INTRODUCTION : Les alvéolites allergiques extrinsèques (AAE) sont des pneumopathies immunoallergiques résultant de l'inhalation d'un antigène auquel le sujet a été préalablement sensibilisé. Son incidence n'est pas connue. Les cas pédiatriques sont très rares. L’AAE représente moins de 2 % des pneumopathies interstitielles. Les pneumopathies par hypersensibilité les plus connues sont le poumon d’éleveur d’oiseau dû à l’inhalation de protéines aviaires et le poumon de fermier. OBSERVATION : enfant de sexe féminin, âgée de 12 ans, habitant en milieu rural, sans antécédents pathologiques particuliers, issue d’un mariage consanguin 1er degré, admise au service dans un tableau de bronchopneumopathie dyspnéisante trainante. La symptomatologie était faite d’une toux productive, une dyspnée d’effort puis de décubitus, des arthralgies diffuses dans un contexte fébrile et d’altération de l’état général. Un traitement antituberculeux a été démarré devant la pneumopathie persistante et le syndrome interstitiel à la radiographie thoracique sans preuve bactériologique, mais sans aucune amélioration. L’examen clinique à l’admission retrouvait un enfant ayant un bon développement staturo-pondéral, des signes d’insuffisance cardiaque globale et un hippocratisme digital. L’auscultation cardio-pulmonaire objectivait des râles crépitants bilatéraux et un bruit de galop. La radiographie thoracique de face objectivait un syndrome interstitiel diffus, des adénopathies médiastinales et cardiomégalie. La TDM thoracique avait montré une atteinte interstitielle en faveur d’une fibrose pulmonaire interstitielle associée à des adénopathies médiastinales. On retrouvait à l’échocoeur une HTAP importante et un ventricule droit très dilaté. La fibroscopie bronchique n’a pas été concluante et on retrouvait à la biopsie transbronchique étagée des remaniements fibreux inflammatoires. Le bilan biologique avait éliminé une sarcoïdose, une maladie de système, un déficit immunitaire, une hémosidérose. La reprise de l’interrogatoire avait montré un contact avec les oiseaux. La sérologie de la maladie du poumon d’éleveur d’oiseaux avait objectivé des arcs spécifiques des antigènes de déjections et plumes de pigeons positifs.

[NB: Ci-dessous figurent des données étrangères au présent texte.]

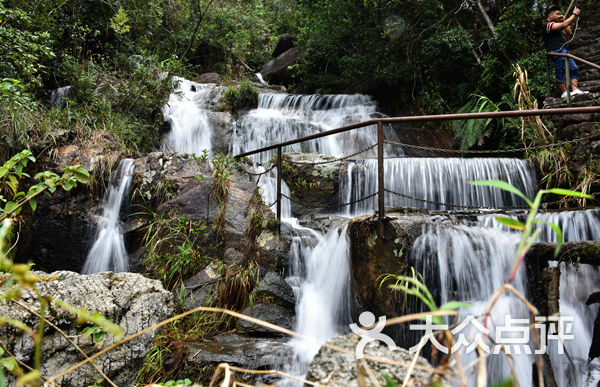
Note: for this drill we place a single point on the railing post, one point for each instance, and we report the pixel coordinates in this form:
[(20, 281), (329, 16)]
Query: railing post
[(279, 189), (380, 174), (568, 80), (549, 84)]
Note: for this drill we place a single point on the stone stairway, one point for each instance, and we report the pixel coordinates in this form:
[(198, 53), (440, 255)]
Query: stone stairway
[(584, 155)]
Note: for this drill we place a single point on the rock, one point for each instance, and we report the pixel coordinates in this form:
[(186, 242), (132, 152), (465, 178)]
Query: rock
[(311, 181), (58, 97), (199, 289), (209, 78), (270, 313), (60, 233), (276, 71), (130, 300), (334, 368), (274, 288), (188, 186), (595, 346), (284, 43), (373, 255), (246, 352)]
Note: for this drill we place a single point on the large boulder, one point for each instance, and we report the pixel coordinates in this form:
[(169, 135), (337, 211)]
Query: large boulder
[(60, 232), (313, 179), (276, 70), (187, 190), (335, 368), (127, 299)]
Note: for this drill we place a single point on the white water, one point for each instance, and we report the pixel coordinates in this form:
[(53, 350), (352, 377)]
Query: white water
[(576, 284), (323, 298), (186, 112), (108, 252), (283, 117), (473, 261), (442, 180), (468, 264)]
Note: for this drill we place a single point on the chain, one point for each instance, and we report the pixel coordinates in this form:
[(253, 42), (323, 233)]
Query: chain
[(516, 150), (261, 173), (333, 160), (447, 204), (320, 206)]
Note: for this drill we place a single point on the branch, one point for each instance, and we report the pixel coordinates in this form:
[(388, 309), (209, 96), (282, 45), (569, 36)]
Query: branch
[(193, 38)]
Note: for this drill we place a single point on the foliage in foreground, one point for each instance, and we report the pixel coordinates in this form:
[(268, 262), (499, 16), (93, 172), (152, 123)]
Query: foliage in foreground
[(17, 278)]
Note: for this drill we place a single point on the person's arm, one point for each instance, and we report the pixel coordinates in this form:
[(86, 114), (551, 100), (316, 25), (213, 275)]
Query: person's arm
[(567, 22)]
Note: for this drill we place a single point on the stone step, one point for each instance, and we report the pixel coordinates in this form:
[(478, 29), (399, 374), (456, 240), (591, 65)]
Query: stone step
[(591, 86), (579, 100), (589, 74)]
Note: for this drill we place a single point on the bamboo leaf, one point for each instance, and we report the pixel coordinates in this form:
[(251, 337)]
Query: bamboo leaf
[(566, 192), (512, 223)]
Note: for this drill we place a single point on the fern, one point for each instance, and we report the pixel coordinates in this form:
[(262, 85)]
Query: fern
[(470, 132)]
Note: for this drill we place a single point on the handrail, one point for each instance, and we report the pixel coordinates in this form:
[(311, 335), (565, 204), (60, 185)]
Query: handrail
[(576, 58), (380, 141), (438, 117)]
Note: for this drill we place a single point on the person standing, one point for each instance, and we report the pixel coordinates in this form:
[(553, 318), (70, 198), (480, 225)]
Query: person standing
[(555, 28)]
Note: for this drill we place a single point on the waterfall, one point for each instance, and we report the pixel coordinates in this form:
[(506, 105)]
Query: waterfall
[(576, 284), (463, 263), (323, 299), (442, 180), (283, 117), (108, 252), (186, 112)]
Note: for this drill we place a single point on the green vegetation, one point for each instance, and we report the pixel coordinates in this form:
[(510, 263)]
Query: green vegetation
[(235, 99), (17, 278)]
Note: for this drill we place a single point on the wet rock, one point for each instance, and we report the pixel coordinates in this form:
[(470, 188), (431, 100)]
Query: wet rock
[(595, 347), (186, 186), (130, 300), (334, 368), (274, 288), (373, 253), (271, 313), (200, 288), (210, 78), (313, 184), (247, 352), (276, 71), (322, 223)]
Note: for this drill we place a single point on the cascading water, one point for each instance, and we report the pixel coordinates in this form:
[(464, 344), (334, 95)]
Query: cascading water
[(283, 117), (468, 262), (438, 180), (464, 263), (186, 112), (108, 252), (323, 299)]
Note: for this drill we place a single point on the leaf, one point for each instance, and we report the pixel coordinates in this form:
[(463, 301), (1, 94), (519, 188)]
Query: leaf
[(566, 192), (33, 204), (10, 363), (28, 378), (453, 305), (512, 223), (504, 186), (10, 206)]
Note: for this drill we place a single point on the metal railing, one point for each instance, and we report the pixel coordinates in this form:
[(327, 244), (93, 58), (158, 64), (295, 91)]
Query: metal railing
[(568, 71), (379, 122)]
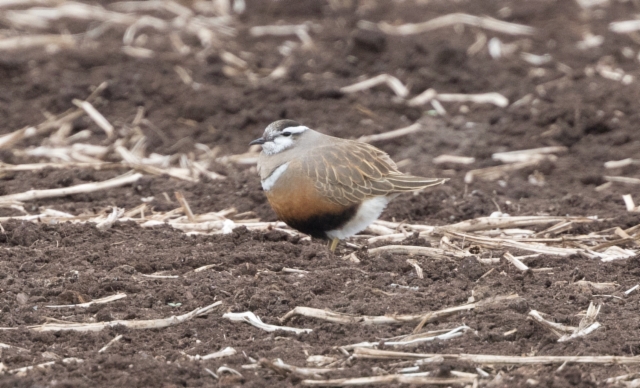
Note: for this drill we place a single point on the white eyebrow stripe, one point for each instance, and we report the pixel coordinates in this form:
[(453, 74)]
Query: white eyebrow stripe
[(298, 129)]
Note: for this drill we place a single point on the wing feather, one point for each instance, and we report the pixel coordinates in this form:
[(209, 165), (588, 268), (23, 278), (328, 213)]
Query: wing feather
[(347, 172)]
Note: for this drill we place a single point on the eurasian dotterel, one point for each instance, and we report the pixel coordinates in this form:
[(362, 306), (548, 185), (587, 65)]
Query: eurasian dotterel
[(328, 187)]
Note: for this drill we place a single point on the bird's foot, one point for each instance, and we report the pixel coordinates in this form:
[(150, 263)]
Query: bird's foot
[(333, 245)]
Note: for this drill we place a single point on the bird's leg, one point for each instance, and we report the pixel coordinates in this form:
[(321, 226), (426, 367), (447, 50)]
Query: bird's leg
[(334, 244)]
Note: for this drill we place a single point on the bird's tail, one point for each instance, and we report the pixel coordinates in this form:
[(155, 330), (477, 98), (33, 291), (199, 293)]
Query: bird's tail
[(410, 183)]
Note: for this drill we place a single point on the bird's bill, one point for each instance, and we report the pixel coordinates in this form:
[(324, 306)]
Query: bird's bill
[(260, 140)]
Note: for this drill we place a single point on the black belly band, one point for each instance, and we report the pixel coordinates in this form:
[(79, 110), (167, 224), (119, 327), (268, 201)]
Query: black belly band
[(317, 226)]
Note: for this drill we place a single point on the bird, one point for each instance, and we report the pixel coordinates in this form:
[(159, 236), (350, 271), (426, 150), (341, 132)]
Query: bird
[(328, 187)]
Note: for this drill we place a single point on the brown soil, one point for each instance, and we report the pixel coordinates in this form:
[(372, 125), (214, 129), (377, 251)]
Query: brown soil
[(595, 117)]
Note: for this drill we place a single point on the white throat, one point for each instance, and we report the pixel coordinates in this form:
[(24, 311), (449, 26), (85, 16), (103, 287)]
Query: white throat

Le diagnostic évoqué est une alvéolite allergique extrinsèque de type poumon d’éleveur d’’oiseau. La patients était mise sous corticothérapie, digitaliques et anti-diurétiques mais malheureusement l’évolution était défavorable vu le retard diagnostique.

English Abstract

INTRODUCTION: Extrinsic allergic alveolitis, an immunoallergic pneumonitis, results from the inhalation of an antigen to which the subject has been previously sensitized. Its incidence is not known. Pediatric cases are very rare, representing less than 2% of interstitial pneumonitis. CASE REPORT: A 12-year-old female child, living in a rural area with no medical history, was admitted for persistent dyspnea. Symptomatology included a productive cough, dyspnea, diffuse arthralgia with fever and poor general condition. Anti-tuberculosis treatment was started at the persistent pneumonia and interstitial lung disease on chest X-rays without bacteriological evidence. It was without any improvement. Physical examination on admission found a child with a good height and weight development, signs of congestive heart failure and clubbing. Cardiopulmonary auscultation revealed bilateral rales and gallop. The chest X-ray showed diffuse interstitial syndrome, mediastinal lymphadenopathy and cardiomegaly. Chest CT revealed an interstitial disease for interstitial pulmonary fibrosis associated with mediastinal lymph nodes. Echocardiography showed significant PAH and a very dilated right ventricle. Bronchoscopy was not conclusive and stepped transbronchial biopsy found inflammatory fibrous alterations. Laboratory tests had eliminated sarcoidosis, systemic disease, immune deficiency, hemosiderosis. We have re-examined the patient and we found that there was contact with birds. Serology tests identifed birds components. The working diagnosis is extrinsic allergic alveolitis, bird breeder's lung category. The patient was placed under corticosteroids, digitalis and diuretics, but the evolution was unfavorable.

INTRODUCTION

Les alvéolites allergiques extrinsèques (AAE) sont des pneumopathies immunoallergiques résultant de l'inhalation d'un antigène auquel le sujet a été préalablement sensibilisé. Son incidence n'est pas connue. Les cas pédiatriques sont très rares (1, 2). L’AAE représentant moins de 2 % des pneumopathies interstitielles. Les pneumopathies par hypersensibilité les plus connues sont le poumon d’éleveur d’oiseau dû à l’inhalation de protéines aviaires et le poumon de fermier.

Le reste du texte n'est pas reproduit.